В противном случае она перестает быть сама собой, а то, что от нее остается, свободой уже никак не назовешь.
В ненасильственных демократических революциях выразилось и отношение к модерн-проекту по принципу “признания заслуг и критики издержек”. Необходимость революционных переворотов как способов преображения социально-политической реальности, узаконенных в сознании и практике новоевропейских обществ всем ходом их истории, под сомнение не ставится. С другой стороны, цена крупнейших революций прошлого, исчисленная в человеческих жертвах, признается, по гуманитарным меркам все того же модерн-проекта, совершенно неприемлемой - наряду с “метафизическими” построениями, согласно которым без омовения во вражеской крови настоящих революционеров не бывает.

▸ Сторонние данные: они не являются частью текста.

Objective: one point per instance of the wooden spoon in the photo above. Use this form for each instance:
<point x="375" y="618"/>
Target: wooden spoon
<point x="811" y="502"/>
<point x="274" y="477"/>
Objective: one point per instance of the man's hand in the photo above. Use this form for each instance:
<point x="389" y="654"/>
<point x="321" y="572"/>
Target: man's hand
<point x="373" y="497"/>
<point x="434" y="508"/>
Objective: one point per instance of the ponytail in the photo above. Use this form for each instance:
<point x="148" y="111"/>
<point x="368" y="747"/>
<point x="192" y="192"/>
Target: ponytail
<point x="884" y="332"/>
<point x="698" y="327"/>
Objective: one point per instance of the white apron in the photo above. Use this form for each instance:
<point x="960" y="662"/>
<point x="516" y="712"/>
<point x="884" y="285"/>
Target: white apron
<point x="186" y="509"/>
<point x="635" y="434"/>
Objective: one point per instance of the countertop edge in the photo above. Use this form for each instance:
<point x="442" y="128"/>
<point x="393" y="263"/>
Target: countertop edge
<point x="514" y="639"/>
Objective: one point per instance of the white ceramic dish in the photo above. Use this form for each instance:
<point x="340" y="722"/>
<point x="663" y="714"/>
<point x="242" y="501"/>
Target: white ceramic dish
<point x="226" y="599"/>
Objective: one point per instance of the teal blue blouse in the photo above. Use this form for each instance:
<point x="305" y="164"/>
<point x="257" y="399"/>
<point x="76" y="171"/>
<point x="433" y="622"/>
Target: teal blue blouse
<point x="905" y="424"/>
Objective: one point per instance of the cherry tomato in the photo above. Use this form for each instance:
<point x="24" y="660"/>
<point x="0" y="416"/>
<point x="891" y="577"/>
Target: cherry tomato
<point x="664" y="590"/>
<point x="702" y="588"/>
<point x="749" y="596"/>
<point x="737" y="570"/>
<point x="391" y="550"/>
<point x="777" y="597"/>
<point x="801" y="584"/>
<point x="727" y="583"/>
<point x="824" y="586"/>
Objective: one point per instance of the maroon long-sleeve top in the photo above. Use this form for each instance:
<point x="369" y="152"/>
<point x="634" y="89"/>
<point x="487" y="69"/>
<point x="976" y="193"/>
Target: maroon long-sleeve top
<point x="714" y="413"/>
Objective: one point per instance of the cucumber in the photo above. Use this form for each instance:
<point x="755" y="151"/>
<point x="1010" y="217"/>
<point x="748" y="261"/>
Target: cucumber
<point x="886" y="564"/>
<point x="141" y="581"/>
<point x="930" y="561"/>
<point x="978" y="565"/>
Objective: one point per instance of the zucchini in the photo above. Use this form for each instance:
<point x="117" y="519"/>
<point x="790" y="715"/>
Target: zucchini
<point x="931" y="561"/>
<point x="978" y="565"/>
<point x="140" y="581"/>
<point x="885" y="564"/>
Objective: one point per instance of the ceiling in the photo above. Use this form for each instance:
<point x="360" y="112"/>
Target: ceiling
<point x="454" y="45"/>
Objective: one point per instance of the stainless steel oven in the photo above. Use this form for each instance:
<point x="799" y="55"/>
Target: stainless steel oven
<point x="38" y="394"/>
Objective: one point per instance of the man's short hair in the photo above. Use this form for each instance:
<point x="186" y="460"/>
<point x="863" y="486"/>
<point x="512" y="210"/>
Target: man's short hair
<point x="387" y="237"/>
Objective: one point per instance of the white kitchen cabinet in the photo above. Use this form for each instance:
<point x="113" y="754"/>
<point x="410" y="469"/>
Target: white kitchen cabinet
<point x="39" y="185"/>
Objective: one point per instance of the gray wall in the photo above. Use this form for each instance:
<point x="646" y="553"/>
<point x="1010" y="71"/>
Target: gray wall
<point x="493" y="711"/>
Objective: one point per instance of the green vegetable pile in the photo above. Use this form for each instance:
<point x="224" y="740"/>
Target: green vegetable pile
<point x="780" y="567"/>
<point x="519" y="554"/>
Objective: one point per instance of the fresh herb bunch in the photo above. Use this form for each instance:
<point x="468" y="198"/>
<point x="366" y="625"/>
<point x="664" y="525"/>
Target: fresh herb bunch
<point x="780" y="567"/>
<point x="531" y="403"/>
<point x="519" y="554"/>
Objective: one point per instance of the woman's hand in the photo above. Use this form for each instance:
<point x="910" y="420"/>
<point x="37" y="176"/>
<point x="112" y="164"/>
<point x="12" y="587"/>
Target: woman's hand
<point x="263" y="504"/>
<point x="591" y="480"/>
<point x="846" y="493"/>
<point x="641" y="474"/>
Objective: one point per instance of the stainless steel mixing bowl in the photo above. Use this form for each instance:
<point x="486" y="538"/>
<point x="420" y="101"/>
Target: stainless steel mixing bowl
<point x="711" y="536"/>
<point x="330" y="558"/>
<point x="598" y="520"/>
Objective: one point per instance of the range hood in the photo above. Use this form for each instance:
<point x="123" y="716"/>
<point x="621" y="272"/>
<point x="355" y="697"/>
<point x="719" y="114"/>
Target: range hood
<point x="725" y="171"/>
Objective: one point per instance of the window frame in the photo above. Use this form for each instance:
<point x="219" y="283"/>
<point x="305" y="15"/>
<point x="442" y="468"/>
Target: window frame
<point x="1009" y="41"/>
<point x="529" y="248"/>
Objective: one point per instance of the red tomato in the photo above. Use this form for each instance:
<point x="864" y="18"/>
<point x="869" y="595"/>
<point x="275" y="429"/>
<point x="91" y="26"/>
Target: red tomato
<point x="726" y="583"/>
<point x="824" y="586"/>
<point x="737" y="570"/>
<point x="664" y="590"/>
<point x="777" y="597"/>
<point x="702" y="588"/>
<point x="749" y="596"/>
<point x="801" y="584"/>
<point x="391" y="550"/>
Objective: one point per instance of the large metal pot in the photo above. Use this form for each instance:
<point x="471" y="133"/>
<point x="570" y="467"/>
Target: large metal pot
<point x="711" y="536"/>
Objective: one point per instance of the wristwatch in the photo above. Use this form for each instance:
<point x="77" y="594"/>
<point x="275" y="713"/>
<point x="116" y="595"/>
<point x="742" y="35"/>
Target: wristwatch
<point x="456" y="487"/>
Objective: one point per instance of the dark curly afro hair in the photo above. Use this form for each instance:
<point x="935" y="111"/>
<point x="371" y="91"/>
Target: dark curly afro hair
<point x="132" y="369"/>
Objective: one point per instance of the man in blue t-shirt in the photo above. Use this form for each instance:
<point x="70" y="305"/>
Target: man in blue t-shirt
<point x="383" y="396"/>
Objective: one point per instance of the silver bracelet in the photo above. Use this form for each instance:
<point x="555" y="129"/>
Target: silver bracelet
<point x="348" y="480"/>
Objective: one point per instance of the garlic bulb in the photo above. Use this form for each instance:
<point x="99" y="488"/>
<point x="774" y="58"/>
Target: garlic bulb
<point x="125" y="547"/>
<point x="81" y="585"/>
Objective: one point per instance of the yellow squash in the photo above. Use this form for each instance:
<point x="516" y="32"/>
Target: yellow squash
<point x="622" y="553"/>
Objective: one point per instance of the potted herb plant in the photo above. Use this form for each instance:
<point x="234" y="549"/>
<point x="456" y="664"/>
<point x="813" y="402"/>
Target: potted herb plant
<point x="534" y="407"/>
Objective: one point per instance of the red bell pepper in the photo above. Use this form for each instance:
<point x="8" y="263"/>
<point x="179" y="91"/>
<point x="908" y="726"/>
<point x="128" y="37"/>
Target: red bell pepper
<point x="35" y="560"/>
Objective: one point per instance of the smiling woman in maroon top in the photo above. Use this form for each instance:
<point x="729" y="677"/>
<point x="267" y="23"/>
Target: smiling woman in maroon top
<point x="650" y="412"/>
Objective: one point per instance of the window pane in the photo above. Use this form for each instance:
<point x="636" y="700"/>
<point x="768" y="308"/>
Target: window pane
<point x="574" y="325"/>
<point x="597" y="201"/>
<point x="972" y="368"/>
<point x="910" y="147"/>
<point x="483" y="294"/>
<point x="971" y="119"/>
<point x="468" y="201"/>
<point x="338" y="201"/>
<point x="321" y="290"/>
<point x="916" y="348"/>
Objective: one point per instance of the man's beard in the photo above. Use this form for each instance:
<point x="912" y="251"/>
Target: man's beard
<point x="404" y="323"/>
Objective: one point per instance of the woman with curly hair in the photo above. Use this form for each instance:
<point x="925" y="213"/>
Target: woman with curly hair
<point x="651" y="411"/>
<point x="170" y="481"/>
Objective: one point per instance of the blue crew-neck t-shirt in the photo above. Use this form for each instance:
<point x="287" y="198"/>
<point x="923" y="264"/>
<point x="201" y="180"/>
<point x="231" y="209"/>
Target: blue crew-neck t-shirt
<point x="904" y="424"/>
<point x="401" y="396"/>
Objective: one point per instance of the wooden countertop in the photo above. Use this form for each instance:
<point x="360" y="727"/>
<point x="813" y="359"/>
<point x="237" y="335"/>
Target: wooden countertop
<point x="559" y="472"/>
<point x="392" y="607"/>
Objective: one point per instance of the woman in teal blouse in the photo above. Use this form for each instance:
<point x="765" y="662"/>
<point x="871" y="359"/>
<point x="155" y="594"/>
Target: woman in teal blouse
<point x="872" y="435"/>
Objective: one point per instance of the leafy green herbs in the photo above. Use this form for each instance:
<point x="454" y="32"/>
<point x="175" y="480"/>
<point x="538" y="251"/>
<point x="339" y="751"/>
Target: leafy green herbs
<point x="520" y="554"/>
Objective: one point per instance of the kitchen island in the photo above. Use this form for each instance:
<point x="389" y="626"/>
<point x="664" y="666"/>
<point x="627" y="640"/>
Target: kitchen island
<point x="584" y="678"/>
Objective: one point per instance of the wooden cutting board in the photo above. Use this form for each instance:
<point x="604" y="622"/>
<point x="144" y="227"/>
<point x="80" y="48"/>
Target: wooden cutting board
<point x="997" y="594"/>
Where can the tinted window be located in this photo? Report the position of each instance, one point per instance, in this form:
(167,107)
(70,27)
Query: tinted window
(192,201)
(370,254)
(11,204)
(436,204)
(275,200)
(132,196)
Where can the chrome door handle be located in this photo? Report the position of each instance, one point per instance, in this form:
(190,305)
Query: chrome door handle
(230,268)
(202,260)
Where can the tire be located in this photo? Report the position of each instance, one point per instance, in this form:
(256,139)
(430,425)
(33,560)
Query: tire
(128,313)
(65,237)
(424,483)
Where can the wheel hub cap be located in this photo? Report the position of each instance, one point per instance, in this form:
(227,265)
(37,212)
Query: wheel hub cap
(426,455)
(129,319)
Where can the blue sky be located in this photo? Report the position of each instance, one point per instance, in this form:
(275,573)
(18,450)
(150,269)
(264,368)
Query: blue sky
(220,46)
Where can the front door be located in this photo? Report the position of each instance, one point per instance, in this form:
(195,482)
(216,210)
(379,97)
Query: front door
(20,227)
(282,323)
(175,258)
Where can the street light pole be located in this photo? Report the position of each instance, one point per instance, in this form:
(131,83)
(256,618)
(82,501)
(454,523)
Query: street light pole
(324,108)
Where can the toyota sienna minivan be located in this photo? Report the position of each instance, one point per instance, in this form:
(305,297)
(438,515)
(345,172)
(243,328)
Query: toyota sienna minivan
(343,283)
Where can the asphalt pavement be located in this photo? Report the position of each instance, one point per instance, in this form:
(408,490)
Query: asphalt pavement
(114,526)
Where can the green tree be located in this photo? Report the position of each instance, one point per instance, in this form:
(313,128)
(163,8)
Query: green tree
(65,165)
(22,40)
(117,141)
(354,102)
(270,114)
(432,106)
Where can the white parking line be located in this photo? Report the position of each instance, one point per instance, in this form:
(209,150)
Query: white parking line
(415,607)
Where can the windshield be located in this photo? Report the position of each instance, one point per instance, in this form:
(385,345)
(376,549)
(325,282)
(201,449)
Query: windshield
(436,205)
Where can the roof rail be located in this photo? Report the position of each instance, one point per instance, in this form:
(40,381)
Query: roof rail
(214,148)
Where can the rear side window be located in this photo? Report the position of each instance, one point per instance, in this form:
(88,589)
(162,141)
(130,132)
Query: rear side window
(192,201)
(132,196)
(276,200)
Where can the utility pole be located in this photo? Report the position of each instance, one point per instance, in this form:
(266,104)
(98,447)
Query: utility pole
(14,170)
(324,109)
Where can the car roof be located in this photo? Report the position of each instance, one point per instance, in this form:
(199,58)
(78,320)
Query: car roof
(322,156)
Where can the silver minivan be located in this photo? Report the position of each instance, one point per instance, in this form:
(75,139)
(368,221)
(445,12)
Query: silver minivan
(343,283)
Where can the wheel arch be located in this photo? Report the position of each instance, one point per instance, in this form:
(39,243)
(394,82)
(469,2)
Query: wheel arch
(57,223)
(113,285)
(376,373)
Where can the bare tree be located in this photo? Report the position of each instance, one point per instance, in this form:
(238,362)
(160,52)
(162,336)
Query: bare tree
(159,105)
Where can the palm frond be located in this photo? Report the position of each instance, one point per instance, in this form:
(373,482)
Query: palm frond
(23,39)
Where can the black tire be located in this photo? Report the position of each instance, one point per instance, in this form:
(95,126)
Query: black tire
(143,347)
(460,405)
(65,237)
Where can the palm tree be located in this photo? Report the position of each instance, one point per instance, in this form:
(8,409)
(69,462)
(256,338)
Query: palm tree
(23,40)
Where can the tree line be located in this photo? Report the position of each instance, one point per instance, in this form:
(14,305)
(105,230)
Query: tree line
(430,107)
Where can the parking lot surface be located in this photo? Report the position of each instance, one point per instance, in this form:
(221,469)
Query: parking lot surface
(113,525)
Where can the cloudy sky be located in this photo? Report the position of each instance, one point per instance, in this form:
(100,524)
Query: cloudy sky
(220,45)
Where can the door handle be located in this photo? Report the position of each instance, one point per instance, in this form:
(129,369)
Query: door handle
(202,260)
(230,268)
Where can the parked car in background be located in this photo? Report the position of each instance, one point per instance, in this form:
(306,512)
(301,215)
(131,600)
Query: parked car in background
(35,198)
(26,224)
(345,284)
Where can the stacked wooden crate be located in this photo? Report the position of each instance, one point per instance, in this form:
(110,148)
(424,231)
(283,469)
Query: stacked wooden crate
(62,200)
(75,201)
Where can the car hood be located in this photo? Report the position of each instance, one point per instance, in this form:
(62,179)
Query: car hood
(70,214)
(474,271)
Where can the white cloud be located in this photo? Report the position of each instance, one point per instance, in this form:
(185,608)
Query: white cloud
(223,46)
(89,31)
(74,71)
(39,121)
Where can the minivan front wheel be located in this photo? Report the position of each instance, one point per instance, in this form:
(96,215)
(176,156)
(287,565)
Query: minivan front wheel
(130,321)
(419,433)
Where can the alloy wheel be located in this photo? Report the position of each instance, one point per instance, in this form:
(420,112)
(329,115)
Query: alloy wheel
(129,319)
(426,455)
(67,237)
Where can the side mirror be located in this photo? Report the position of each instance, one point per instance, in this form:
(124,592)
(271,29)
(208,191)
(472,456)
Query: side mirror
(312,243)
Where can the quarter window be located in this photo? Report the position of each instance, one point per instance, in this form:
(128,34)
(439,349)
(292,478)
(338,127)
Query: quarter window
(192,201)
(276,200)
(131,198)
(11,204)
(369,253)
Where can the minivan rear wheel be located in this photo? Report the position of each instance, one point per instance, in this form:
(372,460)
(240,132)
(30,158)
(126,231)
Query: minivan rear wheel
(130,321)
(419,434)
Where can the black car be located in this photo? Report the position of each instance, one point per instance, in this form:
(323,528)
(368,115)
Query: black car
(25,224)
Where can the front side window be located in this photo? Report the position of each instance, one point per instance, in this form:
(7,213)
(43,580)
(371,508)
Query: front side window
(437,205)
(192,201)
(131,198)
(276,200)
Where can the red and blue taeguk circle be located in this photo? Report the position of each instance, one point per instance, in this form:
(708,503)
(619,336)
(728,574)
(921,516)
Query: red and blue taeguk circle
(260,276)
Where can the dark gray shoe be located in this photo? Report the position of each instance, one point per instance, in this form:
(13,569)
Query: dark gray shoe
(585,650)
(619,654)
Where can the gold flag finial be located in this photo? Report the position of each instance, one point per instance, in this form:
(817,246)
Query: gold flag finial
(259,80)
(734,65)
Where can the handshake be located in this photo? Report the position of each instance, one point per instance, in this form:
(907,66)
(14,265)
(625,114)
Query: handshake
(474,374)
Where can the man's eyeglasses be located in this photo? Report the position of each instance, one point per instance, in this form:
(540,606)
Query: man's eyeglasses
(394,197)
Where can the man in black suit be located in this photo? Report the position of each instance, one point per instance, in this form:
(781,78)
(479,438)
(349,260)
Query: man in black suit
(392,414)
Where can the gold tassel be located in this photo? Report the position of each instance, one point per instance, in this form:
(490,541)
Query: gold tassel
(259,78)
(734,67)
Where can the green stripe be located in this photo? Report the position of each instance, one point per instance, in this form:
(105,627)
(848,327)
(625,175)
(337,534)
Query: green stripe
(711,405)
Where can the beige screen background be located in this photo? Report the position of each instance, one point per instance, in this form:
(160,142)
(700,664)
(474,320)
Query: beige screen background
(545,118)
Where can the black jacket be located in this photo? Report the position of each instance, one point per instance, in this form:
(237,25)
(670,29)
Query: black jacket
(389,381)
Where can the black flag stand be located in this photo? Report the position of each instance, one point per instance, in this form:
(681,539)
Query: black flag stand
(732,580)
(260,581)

Из этих-то коллизий и надо было найти достойный выход ненасильственным бойцам 80-х - 90-х годов.
Известно, что видные теоретики модернизации и специалисты в области изучения революционных процессов, - в частности, С. Хантингтон, Ш. Н. Айзенштадт и многие их коллеги - трактуют насилие как нечто имманентное революции, присущее ей по определению231. Положим, так оно и есть. Как же тогда понимать интересующие нас события? Как “недо-революции” (после которых, однако, почему-то происходят необратимые перемены в жизни соответствующих стран и человечества в целом)?

Или фактор насилия сработал и в этих революциях, но латентным, косвенным, непривычным образом и не в тех масштабах, как бывало? Или на все это надо бы взглянуть как на “революции в революции” - своего рода “карнавальные кульбиты” внутри нее? Или, наконец, прибегнуть к термину “постреволюции”, подчеркивая, что для обозначения этих феноменов старое понятие уже непригодно, а нового пока нет?

Практически при любом “раскладе” получается, что мы имеем дело с явлениями, типичными для эпохи постмодерна, - но, по многим признакам, сохраняющим и преемственные связи с модерн-проектом.